Anche se noi non “abbiamo mangiato e bevuto con lui dopo la sua morte” come i primi discepoli, abbiamo imparato a conoscerlo e a credere in lui, ascoltando la sua parola che fa ardere il cuore e illumina la vita, incontrandolo ogni domenica nella celebrazione dell’Eucaristia, servendolo nei poveri e nei sofferenti. Anche noi quindi siamo titolati a testimoniarlo come la “buona notizia” per la vita di ogni persona.

Il sottotitolo che ispira la preghiera di questa sera ci ricorda che l’orizzonte della testimonianza della Chiesa, quindi della nostra testimonianza personale e come chiesa di Senigallia, è il mondo e c’impegna prestare attenzione a quanto succede nel mondo, al cammino del vangelo nel mondo, a chiedere al Signore che mandi operai nella sua messe, a interrogarci, lo segnalo soprattutto ai giovani, se il Signore, se il Signore non rivolge a me un esplicito invito a essere missionario “tra le genti”.

La destinazione mondiale della testimonianza cristiana c’impegna ad abitare il “mondo” a noi più vicino della nostra famiglia, dei luoghi di vita (il territorio in cui abitiamo, la scuola che frequentiamo, il lavoro che svolgiamo, gli incontri…) con uno stile missionario, testimoniale, lo stile di chi è consapevole e contento del grande dono ricevuto, l’amore del Signore, la fede e desidera che anche altri scoprano questo dono e ne gioiscano.

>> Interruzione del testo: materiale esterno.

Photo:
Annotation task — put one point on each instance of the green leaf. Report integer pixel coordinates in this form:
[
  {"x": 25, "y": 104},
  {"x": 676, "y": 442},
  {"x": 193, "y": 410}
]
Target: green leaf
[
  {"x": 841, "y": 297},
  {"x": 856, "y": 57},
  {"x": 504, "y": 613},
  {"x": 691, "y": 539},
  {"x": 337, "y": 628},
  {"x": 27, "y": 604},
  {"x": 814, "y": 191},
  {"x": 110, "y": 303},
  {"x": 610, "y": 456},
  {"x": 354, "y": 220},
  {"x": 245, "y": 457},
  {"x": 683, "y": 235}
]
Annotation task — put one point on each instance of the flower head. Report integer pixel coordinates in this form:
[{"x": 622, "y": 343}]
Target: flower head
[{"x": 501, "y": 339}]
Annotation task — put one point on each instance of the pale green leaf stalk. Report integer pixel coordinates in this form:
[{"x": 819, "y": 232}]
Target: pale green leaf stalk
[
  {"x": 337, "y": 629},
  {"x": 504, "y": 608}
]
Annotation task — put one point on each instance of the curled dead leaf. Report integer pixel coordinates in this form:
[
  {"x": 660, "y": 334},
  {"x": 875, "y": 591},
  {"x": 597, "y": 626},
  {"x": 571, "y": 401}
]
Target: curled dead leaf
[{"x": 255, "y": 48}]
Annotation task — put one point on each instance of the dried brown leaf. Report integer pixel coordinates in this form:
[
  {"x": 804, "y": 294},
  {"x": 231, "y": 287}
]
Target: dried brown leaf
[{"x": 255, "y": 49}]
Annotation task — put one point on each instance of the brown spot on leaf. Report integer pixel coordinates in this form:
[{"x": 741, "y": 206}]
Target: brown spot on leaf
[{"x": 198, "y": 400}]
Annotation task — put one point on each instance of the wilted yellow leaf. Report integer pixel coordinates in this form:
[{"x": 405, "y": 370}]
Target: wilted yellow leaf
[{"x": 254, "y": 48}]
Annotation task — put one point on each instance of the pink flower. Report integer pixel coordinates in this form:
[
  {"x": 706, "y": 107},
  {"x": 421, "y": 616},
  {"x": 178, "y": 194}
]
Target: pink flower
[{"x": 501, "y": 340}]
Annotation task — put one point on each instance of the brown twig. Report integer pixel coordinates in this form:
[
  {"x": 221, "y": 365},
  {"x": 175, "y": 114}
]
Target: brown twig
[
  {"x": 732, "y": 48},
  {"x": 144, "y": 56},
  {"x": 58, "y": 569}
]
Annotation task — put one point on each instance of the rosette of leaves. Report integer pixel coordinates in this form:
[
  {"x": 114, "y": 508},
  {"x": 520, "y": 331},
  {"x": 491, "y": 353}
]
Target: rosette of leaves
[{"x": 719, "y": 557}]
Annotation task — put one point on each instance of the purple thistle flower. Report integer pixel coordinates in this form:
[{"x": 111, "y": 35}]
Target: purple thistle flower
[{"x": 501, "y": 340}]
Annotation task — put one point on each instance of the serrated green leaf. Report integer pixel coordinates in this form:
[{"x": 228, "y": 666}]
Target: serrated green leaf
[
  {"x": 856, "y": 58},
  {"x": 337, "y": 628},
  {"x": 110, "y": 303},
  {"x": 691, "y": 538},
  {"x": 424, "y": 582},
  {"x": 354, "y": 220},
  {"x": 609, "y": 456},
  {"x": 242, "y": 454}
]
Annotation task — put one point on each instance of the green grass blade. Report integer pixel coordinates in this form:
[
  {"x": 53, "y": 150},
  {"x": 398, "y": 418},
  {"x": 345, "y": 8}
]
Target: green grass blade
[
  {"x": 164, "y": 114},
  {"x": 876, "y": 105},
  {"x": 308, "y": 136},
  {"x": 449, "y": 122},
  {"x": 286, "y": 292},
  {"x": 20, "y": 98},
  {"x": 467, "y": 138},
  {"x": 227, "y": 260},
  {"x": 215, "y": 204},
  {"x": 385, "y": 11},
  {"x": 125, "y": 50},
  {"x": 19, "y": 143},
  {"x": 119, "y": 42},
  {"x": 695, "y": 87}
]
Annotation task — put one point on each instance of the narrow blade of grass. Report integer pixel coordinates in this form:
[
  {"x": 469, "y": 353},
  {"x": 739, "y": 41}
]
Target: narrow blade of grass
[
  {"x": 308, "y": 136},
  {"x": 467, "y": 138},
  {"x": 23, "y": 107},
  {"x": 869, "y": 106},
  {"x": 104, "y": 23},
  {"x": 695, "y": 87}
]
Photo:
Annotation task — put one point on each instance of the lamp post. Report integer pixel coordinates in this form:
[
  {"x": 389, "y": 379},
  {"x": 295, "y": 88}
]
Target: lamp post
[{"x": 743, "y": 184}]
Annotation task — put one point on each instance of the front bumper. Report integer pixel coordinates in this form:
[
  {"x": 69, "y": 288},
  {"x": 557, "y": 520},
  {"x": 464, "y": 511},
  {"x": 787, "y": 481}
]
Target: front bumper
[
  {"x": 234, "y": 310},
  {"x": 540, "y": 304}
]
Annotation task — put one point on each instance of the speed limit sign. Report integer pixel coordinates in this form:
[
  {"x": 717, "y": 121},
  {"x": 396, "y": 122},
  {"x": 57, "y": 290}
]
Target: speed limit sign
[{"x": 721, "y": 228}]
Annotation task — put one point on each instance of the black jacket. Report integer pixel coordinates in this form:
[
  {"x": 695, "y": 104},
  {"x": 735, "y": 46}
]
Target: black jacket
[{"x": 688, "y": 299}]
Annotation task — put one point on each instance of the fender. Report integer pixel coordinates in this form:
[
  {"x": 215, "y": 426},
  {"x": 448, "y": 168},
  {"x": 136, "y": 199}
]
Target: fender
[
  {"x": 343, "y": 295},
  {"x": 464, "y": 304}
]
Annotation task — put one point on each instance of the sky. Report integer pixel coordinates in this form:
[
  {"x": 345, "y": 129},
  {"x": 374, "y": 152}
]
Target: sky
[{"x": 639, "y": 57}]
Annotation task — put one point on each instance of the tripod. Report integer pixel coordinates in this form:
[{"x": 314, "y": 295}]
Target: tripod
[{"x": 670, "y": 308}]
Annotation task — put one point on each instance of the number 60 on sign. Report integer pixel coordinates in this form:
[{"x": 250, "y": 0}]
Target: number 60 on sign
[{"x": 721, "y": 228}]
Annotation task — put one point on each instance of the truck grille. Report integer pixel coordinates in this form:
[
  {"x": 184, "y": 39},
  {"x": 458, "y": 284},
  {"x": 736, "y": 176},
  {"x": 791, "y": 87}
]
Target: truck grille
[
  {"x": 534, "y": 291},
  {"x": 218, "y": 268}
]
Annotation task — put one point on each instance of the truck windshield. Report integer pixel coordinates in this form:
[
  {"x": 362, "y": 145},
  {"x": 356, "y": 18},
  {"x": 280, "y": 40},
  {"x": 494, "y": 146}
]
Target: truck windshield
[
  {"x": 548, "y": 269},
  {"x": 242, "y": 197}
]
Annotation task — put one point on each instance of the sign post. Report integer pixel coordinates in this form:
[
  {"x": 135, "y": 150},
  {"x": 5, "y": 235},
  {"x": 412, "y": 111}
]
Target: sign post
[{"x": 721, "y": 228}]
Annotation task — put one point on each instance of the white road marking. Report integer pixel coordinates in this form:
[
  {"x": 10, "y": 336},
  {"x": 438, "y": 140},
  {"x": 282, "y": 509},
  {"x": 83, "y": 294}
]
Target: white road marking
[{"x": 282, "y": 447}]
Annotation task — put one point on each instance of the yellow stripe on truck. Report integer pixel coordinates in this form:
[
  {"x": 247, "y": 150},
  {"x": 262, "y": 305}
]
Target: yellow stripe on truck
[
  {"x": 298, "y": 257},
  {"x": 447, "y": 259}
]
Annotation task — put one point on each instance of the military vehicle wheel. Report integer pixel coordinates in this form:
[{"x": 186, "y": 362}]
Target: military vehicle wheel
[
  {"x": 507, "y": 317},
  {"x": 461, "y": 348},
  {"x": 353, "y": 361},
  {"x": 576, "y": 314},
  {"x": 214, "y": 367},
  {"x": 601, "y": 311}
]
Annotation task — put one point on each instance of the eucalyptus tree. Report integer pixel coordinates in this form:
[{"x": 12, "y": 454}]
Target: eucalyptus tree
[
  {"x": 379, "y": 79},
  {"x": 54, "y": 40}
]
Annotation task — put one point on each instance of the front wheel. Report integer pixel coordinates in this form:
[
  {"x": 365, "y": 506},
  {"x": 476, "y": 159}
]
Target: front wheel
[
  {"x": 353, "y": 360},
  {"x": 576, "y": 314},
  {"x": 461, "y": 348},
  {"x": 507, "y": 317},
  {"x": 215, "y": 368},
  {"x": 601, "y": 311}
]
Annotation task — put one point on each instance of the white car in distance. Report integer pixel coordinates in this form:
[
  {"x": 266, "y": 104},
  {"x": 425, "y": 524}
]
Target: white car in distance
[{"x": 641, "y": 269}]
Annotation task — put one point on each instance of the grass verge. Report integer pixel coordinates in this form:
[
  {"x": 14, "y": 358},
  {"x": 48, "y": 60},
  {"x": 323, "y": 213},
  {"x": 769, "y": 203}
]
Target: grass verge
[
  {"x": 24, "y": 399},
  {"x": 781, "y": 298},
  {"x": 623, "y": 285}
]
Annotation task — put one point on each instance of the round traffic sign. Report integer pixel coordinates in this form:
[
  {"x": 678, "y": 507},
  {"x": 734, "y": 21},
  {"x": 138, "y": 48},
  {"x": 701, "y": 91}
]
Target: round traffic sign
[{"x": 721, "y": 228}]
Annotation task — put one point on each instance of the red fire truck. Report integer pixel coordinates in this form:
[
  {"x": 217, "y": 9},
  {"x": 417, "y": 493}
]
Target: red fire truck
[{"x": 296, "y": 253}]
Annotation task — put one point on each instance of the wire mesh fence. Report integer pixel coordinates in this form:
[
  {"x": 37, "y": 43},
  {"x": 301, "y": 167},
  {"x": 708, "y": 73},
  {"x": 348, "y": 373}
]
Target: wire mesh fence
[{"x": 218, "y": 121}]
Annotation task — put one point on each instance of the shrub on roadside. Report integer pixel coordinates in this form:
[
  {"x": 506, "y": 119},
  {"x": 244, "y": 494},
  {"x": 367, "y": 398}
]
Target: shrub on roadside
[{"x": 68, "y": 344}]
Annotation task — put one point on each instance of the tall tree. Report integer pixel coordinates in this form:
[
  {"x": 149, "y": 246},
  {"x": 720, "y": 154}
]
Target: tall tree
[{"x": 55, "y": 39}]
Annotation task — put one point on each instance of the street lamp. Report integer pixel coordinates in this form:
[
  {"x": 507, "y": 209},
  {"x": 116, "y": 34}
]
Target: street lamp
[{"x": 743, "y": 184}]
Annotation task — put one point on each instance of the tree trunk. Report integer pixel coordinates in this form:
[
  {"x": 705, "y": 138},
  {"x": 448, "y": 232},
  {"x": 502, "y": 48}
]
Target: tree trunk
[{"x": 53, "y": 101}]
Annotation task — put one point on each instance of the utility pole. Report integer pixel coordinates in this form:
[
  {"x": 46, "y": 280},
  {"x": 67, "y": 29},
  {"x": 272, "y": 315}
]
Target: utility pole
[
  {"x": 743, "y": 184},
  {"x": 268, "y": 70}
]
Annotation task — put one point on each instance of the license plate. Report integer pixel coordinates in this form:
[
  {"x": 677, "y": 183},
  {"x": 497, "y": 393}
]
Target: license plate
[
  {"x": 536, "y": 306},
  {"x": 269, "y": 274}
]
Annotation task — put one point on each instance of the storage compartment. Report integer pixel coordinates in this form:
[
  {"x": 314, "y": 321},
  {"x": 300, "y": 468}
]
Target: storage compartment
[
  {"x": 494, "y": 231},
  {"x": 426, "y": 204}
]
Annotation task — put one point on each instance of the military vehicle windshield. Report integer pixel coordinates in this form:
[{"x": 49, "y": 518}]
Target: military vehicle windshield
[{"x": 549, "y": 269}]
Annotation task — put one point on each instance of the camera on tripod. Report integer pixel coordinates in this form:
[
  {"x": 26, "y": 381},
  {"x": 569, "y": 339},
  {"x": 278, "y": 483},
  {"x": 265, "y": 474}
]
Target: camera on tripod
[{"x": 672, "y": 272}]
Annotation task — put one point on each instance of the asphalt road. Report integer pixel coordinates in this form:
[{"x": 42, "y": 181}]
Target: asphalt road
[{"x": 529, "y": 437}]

C’impegna infine a prender sul serio l’invito che papa Francesco rivolge con insistenza alle comunità cristiane: «Spero che tutte le comunità facciano in modo di porre in atto tutti i mezzi necessari per avanzare nel cammino di una conversione pastorale e missionaria, che non può lasciare le cose come stanno» (Evangelii Gaudium, 25).